Questions and Answers

Question LmO77wQjLuGBHtrjdhIX

Question

A data engineer needs to use an Amazon QuickSight dashboard that is based on Amazon Athena queries on data that is stored in an Amazon S3 bucket. When the data engineer connects to the QuickSight dashboard, the data engineer receives an error message that indicates insufficient permissions. Which factors could cause to the permissions-related errors? (Choose two.)

Choices

  • A: There is no connection between QuickSight and Athena.
  • B: The Athena tables are not cataloged.
  • C: QuickSight does not have access to the S3 bucket.
  • D: QuickSight does not have access to decrypt S3 data.
  • E: There is no IAM role assigned to QuickSight.

Question rK4gny3N266EtRyByDWy

Question

A company stores datasets in JSON format and .csv format in an Amazon S3 bucket. The company has Amazon RDS for Microsoft SQL Server databases, Amazon DynamoDB tables that are in provisioned capacity mode, and an Amazon Redshift cluster. A data engineering team must develop a solution that will give data scientists the ability to query all data sources by using syntax similar to SQL. Which solution will meet these requirements with the LEAST operational overhead?

Choices

  • A: Use AWS Glue to crawl the data sources. Store metadata in the AWS Glue Data Catalog. Use Amazon Athena to query the data. Use SQL for structured data sources. Use PartiQL for data that is stored in JSON format.
  • B: Use AWS Glue to crawl the data sources. Store metadata in the AWS Glue Data Catalog. Use Redshift Spectrum to query the data. Use SQL for structured data sources. Use PartiQL for data that is stored in JSON format.
  • C: Use AWS Glue to crawl the data sources. Store metadata in the AWS Glue Data Catalog. Use AWS Glue jobs to transform data that is in JSON format to Apache Parquet or .csv format. Store the transformed data in an S3 bucket. Use Amazon Athena to query the original and transformed data from the S3 bucket.
  • D: Use AWS Lake Formation to create a data lake. Use Lake Formation jobs to transform the data from all data sources to Apache Parquet format. Store the transformed data in an S3 bucket. Use Amazon Athena or Redshift Spectrum to query the data.

Question gIzFbiSZbzKrsajvabGn

Question

A data engineer is configuring Amazon SageMaker Studio to use AWS Glue interactive sessions to prepare data for machine learning (ML) models. The data engineer receives an access denied error when the data engineer tries to prepare the data by using SageMaker Studio.

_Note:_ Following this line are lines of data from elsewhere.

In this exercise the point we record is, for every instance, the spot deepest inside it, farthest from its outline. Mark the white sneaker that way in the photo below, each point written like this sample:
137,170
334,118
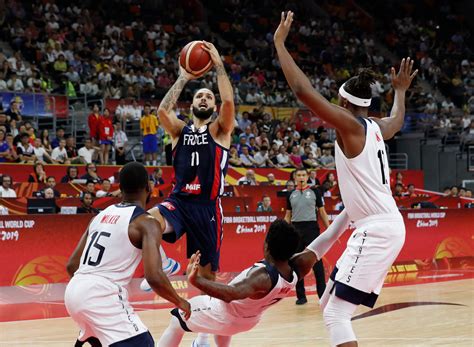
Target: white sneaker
195,344
170,269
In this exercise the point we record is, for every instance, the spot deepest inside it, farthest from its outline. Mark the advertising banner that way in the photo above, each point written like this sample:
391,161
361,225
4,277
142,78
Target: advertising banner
35,249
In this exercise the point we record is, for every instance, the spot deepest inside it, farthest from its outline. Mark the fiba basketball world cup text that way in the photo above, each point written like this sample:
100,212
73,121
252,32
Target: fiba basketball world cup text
14,235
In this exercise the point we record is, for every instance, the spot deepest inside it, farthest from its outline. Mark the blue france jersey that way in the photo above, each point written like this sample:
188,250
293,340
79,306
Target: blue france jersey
200,165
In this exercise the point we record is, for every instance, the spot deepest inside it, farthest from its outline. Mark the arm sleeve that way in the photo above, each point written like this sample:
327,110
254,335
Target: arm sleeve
288,202
325,241
319,199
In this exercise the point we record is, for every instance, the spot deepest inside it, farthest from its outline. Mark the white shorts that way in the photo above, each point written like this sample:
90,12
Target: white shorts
101,309
210,315
371,250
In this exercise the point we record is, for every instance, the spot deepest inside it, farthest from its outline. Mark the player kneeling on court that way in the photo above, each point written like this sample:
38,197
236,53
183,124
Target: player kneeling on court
232,308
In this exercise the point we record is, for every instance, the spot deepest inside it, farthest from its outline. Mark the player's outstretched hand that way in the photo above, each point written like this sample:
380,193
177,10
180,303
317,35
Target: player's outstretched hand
193,267
212,50
284,28
303,262
185,74
401,81
186,308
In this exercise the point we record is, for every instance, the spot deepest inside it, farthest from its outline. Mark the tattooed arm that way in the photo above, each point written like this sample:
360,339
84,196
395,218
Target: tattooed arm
226,119
168,118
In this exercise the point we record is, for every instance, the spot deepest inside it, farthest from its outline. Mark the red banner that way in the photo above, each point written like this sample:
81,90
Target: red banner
34,249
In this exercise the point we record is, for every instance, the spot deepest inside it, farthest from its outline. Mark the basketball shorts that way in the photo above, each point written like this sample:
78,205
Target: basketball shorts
101,309
371,250
202,223
210,315
150,144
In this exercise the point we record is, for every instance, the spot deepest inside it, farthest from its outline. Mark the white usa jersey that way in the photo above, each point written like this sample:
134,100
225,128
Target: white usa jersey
109,252
364,181
250,308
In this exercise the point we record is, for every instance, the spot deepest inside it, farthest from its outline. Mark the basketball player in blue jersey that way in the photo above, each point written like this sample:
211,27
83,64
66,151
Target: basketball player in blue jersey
200,157
104,262
364,182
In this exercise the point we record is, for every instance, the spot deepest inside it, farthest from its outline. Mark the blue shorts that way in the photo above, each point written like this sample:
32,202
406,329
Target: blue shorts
201,221
150,144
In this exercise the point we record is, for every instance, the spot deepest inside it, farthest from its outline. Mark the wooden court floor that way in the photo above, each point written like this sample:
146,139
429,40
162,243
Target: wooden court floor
434,314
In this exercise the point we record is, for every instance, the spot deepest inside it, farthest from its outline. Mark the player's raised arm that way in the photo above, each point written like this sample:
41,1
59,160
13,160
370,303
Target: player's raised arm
148,227
257,283
401,81
301,85
227,111
168,119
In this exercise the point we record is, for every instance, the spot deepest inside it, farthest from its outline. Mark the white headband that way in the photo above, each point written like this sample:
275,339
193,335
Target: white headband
354,99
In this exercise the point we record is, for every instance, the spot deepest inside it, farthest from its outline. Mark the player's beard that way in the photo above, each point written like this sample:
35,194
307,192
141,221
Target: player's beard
202,114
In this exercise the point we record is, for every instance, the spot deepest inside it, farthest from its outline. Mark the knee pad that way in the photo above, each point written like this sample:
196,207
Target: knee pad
337,316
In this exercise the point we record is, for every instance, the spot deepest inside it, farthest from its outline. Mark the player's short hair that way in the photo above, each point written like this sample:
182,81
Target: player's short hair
282,240
359,85
133,178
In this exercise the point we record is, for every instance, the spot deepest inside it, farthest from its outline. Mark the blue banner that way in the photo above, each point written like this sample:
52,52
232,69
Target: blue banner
30,104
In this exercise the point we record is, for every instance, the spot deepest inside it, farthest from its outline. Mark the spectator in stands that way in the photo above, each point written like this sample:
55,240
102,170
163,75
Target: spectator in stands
38,175
283,158
46,143
40,153
398,192
51,183
265,205
59,137
25,150
72,152
105,190
93,121
262,159
106,135
71,174
12,156
59,154
91,174
120,144
149,128
88,153
327,159
454,191
154,189
157,177
86,204
411,191
270,180
234,158
5,189
296,157
248,179
246,158
4,147
14,113
313,179
90,188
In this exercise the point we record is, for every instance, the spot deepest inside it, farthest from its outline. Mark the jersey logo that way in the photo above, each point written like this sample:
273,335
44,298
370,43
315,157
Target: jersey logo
168,205
193,188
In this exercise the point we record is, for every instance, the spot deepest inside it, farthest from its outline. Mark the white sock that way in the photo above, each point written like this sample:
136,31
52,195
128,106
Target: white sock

Which change should the engineer make to gain access to SageMaker Studio?

Choices

  • A: Add the AWSGlueServiceRole managed policy to the data engineer’s IAM user.
  • B: Add a policy to the data engineer’s IAM user that includes the sts:AssumeRole action for the AWS Glue and SageMaker service principals in the trust policy.
  • C: Add the AmazonSageMakerFullAccess managed policy to the data engineer’s IAM user.
  • D: Add a policy to the data engineer’s IAM user that allows the sts:AddAssociation action for the AWS Glue and SageMaker service principals in the trust policy.

Question 8np86vXgZkg0o7yhevKn

Question

A company extracts approximately 1 TB of data every day from data sources such as SAP HANA, Microsoft SQL Server, MongoDB, Apache Kafka, and Amazon DynamoDB. Some of the data sources have undefined data schemas or data schemas that change. A data engineer must implement a solution that can detect the schema for these data sources. The solution must extract, transform, and load the data to an Amazon S3 bucket. The company has a service level agreement (SLA) to load the data into the S3 bucket within 15 minutes of data creation. Which solution will meet these requirements with the LEAST operational overhead?

Choices

  • A: Use Amazon EMR to detect the schema and to extract, transform, and load the data into the S3 bucket. Create a pipeline in Apache Spark.
  • B: Use AWS Glue to detect the schema and to extract, transform, and load the data into the S3 bucket. Create a pipeline in Apache Spark.
  • C: Create a PySpark program in AWS Lambda to extract, transform, and load the data into the S3 bucket.
  • D: Create a stored procedure in Amazon Redshift to detect the schema and to extract, transform, and load the data into a Redshift Spectrum table. Access the table from Amazon S3.

Question aEXuTStHXOfOPr6jLSfB

Question

A company has multiple applications that use datasets that are stored in an Amazon S3 bucket. The company has an ecommerce application that generates a dataset that contains personally identifiable information (PII). The company has an internal analytics application that does not require access to the PII. To comply with regulations, the company must not share PII unnecessarily. A data engineer needs to implement a solution that with redact PII dynamically, based on the needs of each application that accesses the dataset. Which solution will meet the requirements with the LEAST operational overhead?

Choices

  • A: Create an S3 bucket policy to limit the access each application has. Create multiple copies of the dataset. Give each dataset copy the appropriate level of redaction for the needs of the application that accesses the copy.
  • B: Create an S3 Object Lambda endpoint. Use the S3 Object Lambda endpoint to read data from the S3 bucket. Implement redaction logic within an S3 Object Lambda function to dynamically redact PII based on the needs of each application that accesses the data.
  • C: Use AWS Glue to transform the data for each application. Create multiple copies of the dataset. Give each dataset copy the appropriate level of redaction for the needs of the application that accesses the copy.
  • D: Create an API Gateway endpoint that has custom authorizers. Use the API Gateway endpoint to read data from the S3 bucket. Initiate a REST API call to dynamically redact PII based on the needs of each application that accesses the data.